なず、現状と同じ比率で一般販売管理費(一般販管費)と料飲高、GOPを算出すると、客数が従前と同じならば年商は10億円に目減りする(表中②)。GOPもそれに連動して3000万円の減少となる。また、料飲率は同じ50%であっても単価が下がっていることから、1人あたりに換算すると従前の6000円より1000円下がった5000円にしかならず、これまでと同じクオリティの料理提供はできないことになる。同様に一般販管費も同じ35%だと7000万円の減額となって、料理のクオリティと同様に従前の態勢を維持するのは難しい。

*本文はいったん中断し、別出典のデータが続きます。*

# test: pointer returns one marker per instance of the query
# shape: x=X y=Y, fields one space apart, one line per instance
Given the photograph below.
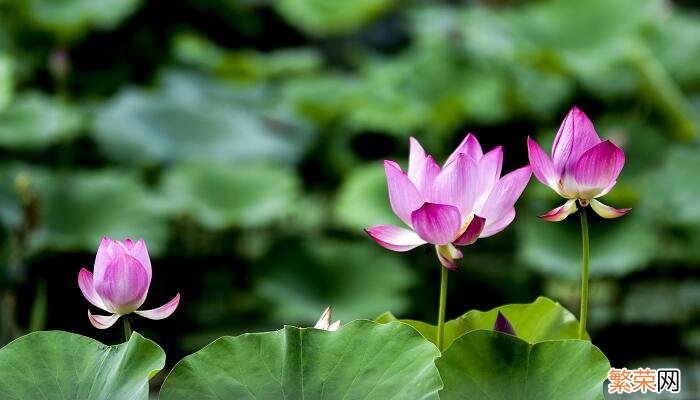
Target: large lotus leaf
x=219 y=196
x=195 y=119
x=363 y=200
x=62 y=365
x=72 y=17
x=330 y=17
x=35 y=120
x=362 y=360
x=77 y=209
x=359 y=279
x=484 y=365
x=534 y=322
x=617 y=247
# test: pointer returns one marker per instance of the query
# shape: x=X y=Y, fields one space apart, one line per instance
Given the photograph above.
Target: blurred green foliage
x=243 y=141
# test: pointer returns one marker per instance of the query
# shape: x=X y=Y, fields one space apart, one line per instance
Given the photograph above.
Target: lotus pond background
x=243 y=140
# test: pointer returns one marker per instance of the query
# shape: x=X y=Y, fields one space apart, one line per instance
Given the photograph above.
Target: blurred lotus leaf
x=362 y=360
x=78 y=208
x=357 y=279
x=61 y=365
x=6 y=81
x=194 y=118
x=617 y=247
x=34 y=120
x=363 y=200
x=331 y=17
x=675 y=199
x=246 y=65
x=662 y=302
x=219 y=196
x=70 y=18
x=494 y=365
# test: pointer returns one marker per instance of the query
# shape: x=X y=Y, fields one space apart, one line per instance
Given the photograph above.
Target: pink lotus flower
x=121 y=281
x=465 y=200
x=582 y=167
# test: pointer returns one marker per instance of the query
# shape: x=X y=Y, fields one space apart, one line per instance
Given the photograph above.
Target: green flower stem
x=584 y=275
x=441 y=310
x=127 y=327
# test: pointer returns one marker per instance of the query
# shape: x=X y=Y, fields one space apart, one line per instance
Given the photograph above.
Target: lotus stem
x=584 y=274
x=441 y=309
x=127 y=327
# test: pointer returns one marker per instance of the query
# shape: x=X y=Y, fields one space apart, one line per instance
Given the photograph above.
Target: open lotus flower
x=122 y=276
x=454 y=205
x=582 y=167
x=325 y=321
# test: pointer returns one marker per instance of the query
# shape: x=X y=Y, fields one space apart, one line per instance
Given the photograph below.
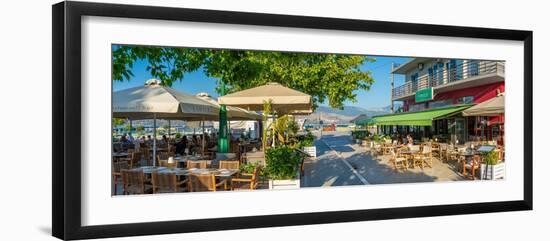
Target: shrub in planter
x=491 y=168
x=282 y=162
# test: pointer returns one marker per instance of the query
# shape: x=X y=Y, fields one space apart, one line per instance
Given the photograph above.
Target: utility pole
x=391 y=88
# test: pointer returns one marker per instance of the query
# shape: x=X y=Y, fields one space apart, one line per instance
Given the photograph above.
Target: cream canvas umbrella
x=284 y=100
x=492 y=107
x=233 y=113
x=153 y=101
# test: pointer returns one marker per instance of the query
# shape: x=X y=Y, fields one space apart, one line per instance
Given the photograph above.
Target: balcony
x=469 y=74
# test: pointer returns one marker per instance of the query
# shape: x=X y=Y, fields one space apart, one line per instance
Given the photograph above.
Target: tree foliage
x=326 y=77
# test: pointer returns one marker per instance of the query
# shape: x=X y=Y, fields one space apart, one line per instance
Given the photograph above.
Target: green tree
x=326 y=77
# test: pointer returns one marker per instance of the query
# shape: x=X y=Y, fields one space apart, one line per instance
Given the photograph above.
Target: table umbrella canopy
x=166 y=103
x=233 y=113
x=284 y=100
x=492 y=107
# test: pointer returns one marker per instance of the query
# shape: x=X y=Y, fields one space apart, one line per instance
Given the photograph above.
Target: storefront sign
x=424 y=95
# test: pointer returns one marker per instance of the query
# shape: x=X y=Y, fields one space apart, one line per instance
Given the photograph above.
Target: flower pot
x=493 y=172
x=284 y=184
x=310 y=150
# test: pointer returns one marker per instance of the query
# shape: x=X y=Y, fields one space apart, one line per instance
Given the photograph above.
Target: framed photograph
x=172 y=120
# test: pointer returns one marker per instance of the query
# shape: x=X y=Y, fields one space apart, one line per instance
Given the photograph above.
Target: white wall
x=25 y=97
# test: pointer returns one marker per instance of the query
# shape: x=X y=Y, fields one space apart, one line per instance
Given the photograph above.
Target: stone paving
x=327 y=169
x=330 y=164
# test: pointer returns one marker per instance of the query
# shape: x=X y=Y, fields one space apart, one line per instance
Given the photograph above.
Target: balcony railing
x=445 y=76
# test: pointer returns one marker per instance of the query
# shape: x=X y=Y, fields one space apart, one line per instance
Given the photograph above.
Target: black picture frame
x=66 y=75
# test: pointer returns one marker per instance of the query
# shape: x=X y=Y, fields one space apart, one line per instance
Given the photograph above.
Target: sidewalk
x=328 y=169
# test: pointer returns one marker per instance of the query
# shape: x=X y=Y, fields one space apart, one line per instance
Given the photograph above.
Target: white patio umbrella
x=491 y=107
x=153 y=101
x=284 y=100
x=233 y=112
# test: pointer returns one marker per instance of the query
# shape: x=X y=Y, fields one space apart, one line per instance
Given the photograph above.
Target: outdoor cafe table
x=409 y=156
x=183 y=159
x=224 y=173
x=119 y=154
x=386 y=148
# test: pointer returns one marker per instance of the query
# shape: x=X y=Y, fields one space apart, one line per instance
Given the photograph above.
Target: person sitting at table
x=410 y=141
x=181 y=145
x=123 y=139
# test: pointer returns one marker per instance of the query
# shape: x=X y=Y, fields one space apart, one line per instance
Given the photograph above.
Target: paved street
x=345 y=163
x=328 y=169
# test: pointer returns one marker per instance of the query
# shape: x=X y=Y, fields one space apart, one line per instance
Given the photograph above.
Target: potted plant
x=283 y=167
x=307 y=144
x=492 y=168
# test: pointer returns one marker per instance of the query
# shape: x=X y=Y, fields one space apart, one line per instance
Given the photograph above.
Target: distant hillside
x=330 y=115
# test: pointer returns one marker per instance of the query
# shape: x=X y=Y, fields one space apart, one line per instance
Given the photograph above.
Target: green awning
x=419 y=118
x=365 y=121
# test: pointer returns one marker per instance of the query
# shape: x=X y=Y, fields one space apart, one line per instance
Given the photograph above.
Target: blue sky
x=195 y=82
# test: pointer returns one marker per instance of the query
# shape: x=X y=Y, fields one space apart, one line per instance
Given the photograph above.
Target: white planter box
x=494 y=172
x=310 y=150
x=284 y=184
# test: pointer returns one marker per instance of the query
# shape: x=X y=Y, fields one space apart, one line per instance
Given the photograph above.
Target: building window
x=465 y=100
x=473 y=67
x=414 y=80
x=417 y=107
x=439 y=103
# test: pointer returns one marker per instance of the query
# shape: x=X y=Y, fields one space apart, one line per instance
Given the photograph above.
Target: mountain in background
x=331 y=115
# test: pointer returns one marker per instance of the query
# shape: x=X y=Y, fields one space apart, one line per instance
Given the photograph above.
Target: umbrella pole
x=154 y=139
x=203 y=135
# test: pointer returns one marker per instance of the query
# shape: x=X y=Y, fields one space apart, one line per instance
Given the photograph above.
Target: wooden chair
x=376 y=149
x=442 y=152
x=133 y=181
x=245 y=181
x=424 y=157
x=398 y=161
x=162 y=158
x=451 y=153
x=200 y=183
x=146 y=154
x=229 y=164
x=165 y=163
x=117 y=168
x=196 y=164
x=472 y=164
x=167 y=182
x=136 y=159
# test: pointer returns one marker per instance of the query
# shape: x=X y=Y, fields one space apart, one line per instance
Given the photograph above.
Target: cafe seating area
x=464 y=159
x=134 y=173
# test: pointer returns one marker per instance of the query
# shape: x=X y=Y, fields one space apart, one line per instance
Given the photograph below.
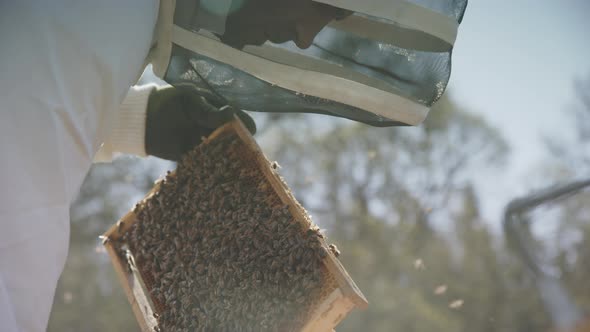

一方、単価が下がった分を補てんするために人数を増やす発想がある。単純計算で年商を帳尻合わせするならば、10万人を12万人にすることになる(表中③)。数字だけをみると、一般販管費と料飲高、それにGOPは同率で同額となる。ところが、料飲率50%で料飲高の6億円は、1人あたりに換算すると前出(②)と同じ額面の5000円にしかならなず、料理クオリティは下げなければならない。また、評判どおりのクオリティを維持しようとすれば、1人当たりの料飲高6000円は、宿泊単価の6割(料飲率60%)に跳ね上がってしまう。結果としてGOPは5%にまで急落することになる。
単価を下げて客数を増やすと言った薄利多売の数字のマジックは、少なくとも現行の運営システムをドラスティックに変更しない限り成り立たない。これが、はまり易い陥穽ともいえよう。
これに対して、宿泊単価を1万円に下げても成り立つ発想がある(表中②-②)。年商は10億円に減少しているが、一般販管費は従前の態勢維持に必要な額面を確保し、GOPも同様に目減りしていない。その要因は、それぞれの比率にある。とりわけ料飲率が40%に下がっているのが最大のポイントだ。額面でみると従前の6000円が4000円にまで削減されている。これではクオリティの維持ができないと思う読者も多いことだろう。だが、そこにドラスティックな発想の転換が介在する。満足重視の具体的なコンテンツを前面に据えることで、新たな運営手法が創造できるからだ。永年にわたって培ってきた「伝統の暖簾」に多少の痛みは生じるが、暖簾を絶やさない努力の方が、今は必要な時期だ。
単価が下がって人数は変わらず、それでもGOPアップとは、現状ではイメージをしにくい発想かも知れないが、決して不可能な取り組みではない。